The pattern of the chart suggests 16700 and 16600 would be key support levels, while 16900-17000 would act as an immediate hurdle for the market. However, below 16600, the uptrend would be vulnerable.

Q) There are 60 stocks that are trading below 100 & 200-EMA in the BSE100 index. There are 13 stocks with a market cap of more than Rs 1 lakh cr slipping below 200-EMA. Should one go cautious and avoid contra trade?

A) Primarily the market started falling due to a rise in energy prices and overstretched valuations.  The market gained nearly 30% from April 2021, which was beyond anyone’s imagination and maybe that’s the reason the correction of the market is looking severe.  

This is the first severe fall which is more than 10 per cent; however, the market has taken the same period of 42 days for correcting that it has taken before the mega rally that we witnessed of 30% from the levels of 14150.  

It is a healthy correction and technically we are considering it as an opportunity to invest in large-cap companies. We should be cautious in terms of investing in mid-cap stocks but we should be aggressive to take contra trades in large-cap stocks.  

Q) What does it mean when the stock or index trades below 200EMA?

A) The 200-day EMA level serves as the crucial support for the market if it is falling from a high or if it is recovering from a low -- it acts as support or resistance respectively.

However, it depends on how often stocks and indices try to trade below or above the 200-Days EMA support or resistance. In the first fall below 200-day SMA or a 200-day EMA, dip buyers come to invest in the market with a medium to long-term outlook.

Sometimes there is a temporary pullback and sometimes the rally seems to have started a new. We believe that the market is falling to the 200-day EMA support, which is at 16287 and soon we would see a decent pullback in the market.
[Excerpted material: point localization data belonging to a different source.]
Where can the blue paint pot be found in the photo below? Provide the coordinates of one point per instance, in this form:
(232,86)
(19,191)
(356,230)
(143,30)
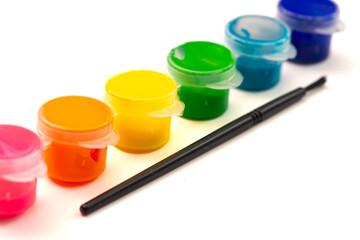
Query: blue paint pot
(312,23)
(261,44)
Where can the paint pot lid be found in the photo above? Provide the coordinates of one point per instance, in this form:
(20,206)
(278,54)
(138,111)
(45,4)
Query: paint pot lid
(202,63)
(21,153)
(309,15)
(76,119)
(260,36)
(143,92)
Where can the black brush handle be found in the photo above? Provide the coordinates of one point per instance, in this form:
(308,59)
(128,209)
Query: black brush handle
(197,148)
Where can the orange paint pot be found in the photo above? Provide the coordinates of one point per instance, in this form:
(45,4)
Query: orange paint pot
(76,131)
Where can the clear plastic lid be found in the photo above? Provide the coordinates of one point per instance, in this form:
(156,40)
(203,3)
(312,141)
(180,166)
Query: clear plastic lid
(143,92)
(260,37)
(77,120)
(314,16)
(21,154)
(203,64)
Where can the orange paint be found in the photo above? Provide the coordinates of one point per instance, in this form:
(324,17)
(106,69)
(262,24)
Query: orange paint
(77,131)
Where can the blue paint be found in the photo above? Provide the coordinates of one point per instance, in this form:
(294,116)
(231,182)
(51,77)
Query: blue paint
(259,74)
(312,22)
(261,44)
(312,48)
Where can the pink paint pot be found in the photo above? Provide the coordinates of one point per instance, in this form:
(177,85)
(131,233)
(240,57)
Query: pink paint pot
(21,163)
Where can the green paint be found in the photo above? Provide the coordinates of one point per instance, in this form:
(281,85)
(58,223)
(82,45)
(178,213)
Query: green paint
(203,103)
(204,72)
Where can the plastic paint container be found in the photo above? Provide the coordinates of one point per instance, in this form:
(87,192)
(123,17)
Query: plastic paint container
(261,44)
(144,102)
(76,131)
(312,23)
(21,163)
(204,72)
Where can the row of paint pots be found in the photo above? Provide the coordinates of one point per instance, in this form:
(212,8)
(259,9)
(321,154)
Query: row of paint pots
(75,131)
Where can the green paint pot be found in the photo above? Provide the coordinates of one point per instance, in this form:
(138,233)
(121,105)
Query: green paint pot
(204,73)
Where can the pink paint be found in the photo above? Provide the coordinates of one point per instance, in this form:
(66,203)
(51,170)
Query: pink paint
(21,163)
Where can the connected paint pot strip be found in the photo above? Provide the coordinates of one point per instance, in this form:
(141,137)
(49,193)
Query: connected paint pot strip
(143,102)
(21,163)
(204,72)
(312,23)
(76,131)
(261,44)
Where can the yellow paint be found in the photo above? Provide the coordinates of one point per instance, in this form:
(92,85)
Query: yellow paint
(144,102)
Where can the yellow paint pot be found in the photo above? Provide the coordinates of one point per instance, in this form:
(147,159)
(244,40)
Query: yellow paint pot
(143,102)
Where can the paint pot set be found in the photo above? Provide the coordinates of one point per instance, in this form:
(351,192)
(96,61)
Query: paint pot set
(138,105)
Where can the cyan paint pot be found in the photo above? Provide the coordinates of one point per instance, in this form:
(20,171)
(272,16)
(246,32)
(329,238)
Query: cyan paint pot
(261,44)
(312,23)
(204,73)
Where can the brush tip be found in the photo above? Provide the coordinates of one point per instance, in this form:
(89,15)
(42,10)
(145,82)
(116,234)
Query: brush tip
(321,81)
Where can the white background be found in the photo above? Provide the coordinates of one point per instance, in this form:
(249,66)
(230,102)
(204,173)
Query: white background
(295,176)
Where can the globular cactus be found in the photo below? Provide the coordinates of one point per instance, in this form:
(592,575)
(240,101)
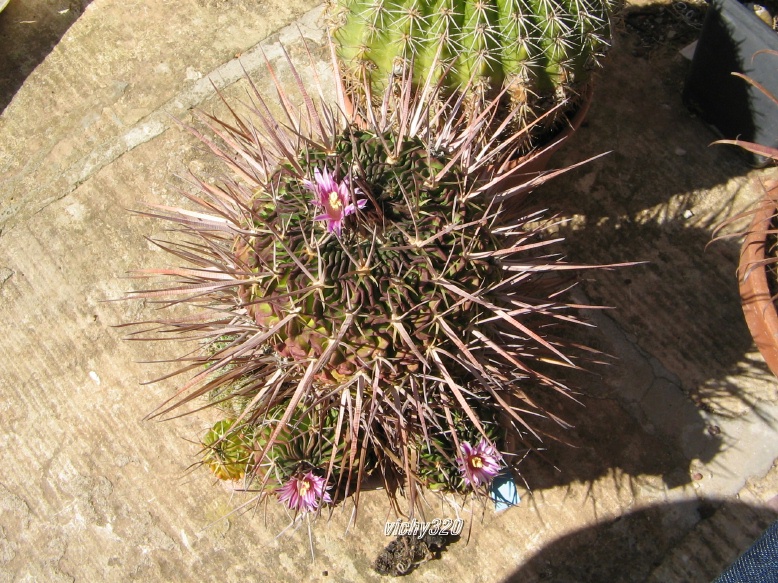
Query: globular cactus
(541,53)
(365,302)
(228,450)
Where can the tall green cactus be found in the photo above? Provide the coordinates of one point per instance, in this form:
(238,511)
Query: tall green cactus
(541,52)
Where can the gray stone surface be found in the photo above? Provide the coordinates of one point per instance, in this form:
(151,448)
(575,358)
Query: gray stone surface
(676,438)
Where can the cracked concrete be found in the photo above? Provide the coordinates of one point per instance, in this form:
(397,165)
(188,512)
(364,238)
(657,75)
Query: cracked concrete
(675,440)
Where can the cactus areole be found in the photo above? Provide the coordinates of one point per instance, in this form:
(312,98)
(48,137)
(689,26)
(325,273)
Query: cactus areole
(540,52)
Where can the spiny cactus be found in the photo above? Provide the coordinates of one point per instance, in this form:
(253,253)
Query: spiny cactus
(539,52)
(362,297)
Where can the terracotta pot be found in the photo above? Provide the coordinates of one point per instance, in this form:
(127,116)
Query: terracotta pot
(755,297)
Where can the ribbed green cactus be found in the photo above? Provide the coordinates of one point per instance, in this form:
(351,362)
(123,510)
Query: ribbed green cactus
(541,52)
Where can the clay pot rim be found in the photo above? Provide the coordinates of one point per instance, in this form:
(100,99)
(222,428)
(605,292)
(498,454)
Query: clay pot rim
(756,299)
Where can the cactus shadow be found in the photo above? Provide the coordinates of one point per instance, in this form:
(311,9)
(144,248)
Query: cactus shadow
(691,541)
(30,29)
(684,359)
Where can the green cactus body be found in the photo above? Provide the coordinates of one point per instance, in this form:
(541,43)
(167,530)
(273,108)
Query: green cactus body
(398,279)
(228,450)
(541,51)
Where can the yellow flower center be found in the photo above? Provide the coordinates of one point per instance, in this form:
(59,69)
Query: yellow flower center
(335,203)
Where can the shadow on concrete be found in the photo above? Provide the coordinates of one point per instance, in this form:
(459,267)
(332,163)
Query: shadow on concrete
(29,30)
(677,332)
(689,542)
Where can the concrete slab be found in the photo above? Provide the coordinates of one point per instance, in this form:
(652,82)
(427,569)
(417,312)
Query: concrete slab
(676,439)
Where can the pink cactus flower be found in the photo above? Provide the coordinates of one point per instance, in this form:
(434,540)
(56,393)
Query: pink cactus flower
(334,197)
(479,464)
(305,493)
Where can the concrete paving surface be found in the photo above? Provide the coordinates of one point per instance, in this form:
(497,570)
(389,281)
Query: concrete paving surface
(673,469)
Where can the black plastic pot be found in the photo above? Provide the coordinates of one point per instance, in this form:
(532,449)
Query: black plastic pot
(731,35)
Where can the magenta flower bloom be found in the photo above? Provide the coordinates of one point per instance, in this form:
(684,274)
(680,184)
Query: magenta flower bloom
(479,464)
(304,493)
(334,197)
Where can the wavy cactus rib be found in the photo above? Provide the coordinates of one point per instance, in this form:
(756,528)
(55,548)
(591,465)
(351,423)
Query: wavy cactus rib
(541,52)
(379,347)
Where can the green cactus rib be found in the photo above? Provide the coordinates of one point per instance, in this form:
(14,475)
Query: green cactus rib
(537,50)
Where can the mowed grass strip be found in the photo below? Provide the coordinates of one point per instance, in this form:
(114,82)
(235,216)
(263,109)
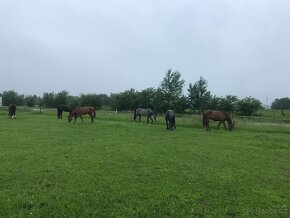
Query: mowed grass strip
(116,168)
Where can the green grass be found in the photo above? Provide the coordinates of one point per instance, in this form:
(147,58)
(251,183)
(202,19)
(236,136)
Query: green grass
(115,168)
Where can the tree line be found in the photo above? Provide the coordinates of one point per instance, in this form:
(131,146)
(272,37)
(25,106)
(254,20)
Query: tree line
(169,95)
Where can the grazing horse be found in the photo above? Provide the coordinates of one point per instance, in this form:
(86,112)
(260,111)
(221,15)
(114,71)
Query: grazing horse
(61,108)
(145,112)
(79,111)
(220,116)
(12,111)
(170,119)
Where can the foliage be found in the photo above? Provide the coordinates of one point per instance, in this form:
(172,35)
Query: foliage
(198,96)
(30,100)
(90,100)
(115,168)
(248,106)
(227,103)
(282,103)
(9,97)
(126,100)
(172,86)
(48,100)
(61,98)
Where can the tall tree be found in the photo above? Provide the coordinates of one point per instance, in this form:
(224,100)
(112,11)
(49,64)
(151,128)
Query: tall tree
(9,97)
(172,86)
(248,106)
(61,97)
(198,95)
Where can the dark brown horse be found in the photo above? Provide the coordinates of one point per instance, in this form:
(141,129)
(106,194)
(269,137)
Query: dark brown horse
(220,116)
(79,111)
(12,111)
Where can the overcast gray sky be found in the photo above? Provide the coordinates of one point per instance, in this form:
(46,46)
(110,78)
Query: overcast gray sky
(241,47)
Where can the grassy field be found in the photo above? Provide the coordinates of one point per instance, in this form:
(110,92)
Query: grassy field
(116,168)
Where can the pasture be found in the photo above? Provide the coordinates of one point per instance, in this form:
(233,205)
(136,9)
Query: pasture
(116,168)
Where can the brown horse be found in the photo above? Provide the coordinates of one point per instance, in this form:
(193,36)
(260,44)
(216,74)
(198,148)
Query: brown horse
(220,116)
(12,111)
(79,111)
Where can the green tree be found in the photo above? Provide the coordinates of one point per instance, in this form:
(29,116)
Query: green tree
(48,100)
(30,100)
(9,97)
(61,98)
(248,106)
(172,86)
(198,96)
(127,100)
(91,100)
(282,103)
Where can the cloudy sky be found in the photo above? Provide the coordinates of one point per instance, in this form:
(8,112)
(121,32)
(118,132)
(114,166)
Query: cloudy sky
(241,47)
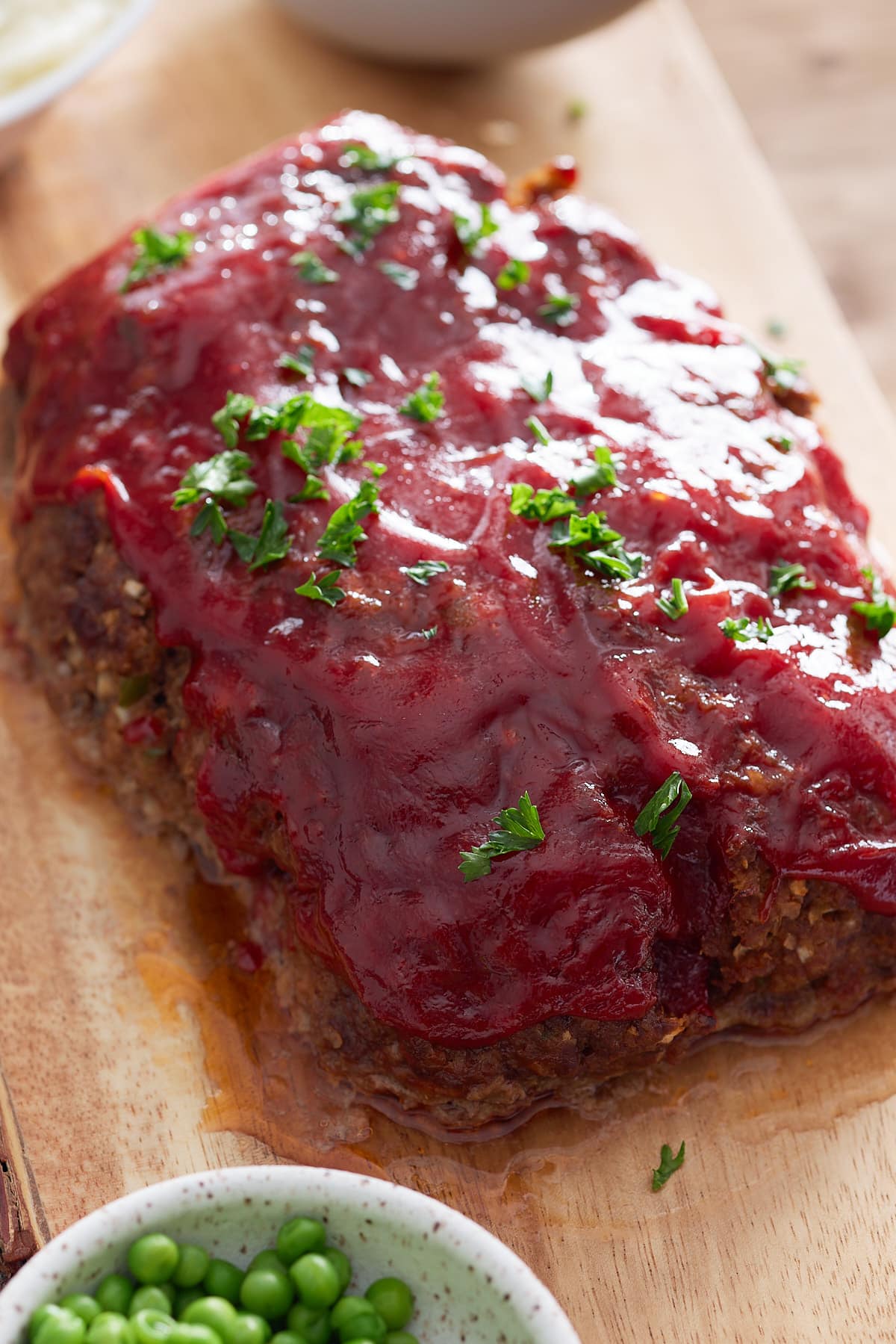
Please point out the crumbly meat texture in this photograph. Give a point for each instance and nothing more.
(89, 622)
Q) The NiftyBank also slipped below 200-EMA – what should investors do? Crucial levels which one should watch out for?

A) In the same way that we discussed the 200-day EMA, the Nifty-Bank is breaking the support of the 200-day EMA for the second time, which is negative and we may see some further weakness in the financial sector or the pull-back will remain weak.

Q) Many banking stocks have also slipped below the long-term average. Any stocks that are looking for good buy on dips stocks?

A) Although Nifty-Bank is trading below the 200-day EMA support, some components of the Nifty Bank like SBI and ICICI Bank are trading above the 200-day EMA level. Invest in these stocks with a medium-term outlook.

(Disclaimer: The views/suggestions/advices expressed here in this article is solely by investment experts. Zee Business suggests its readers to consult with their investment advisers before making any financial decision.)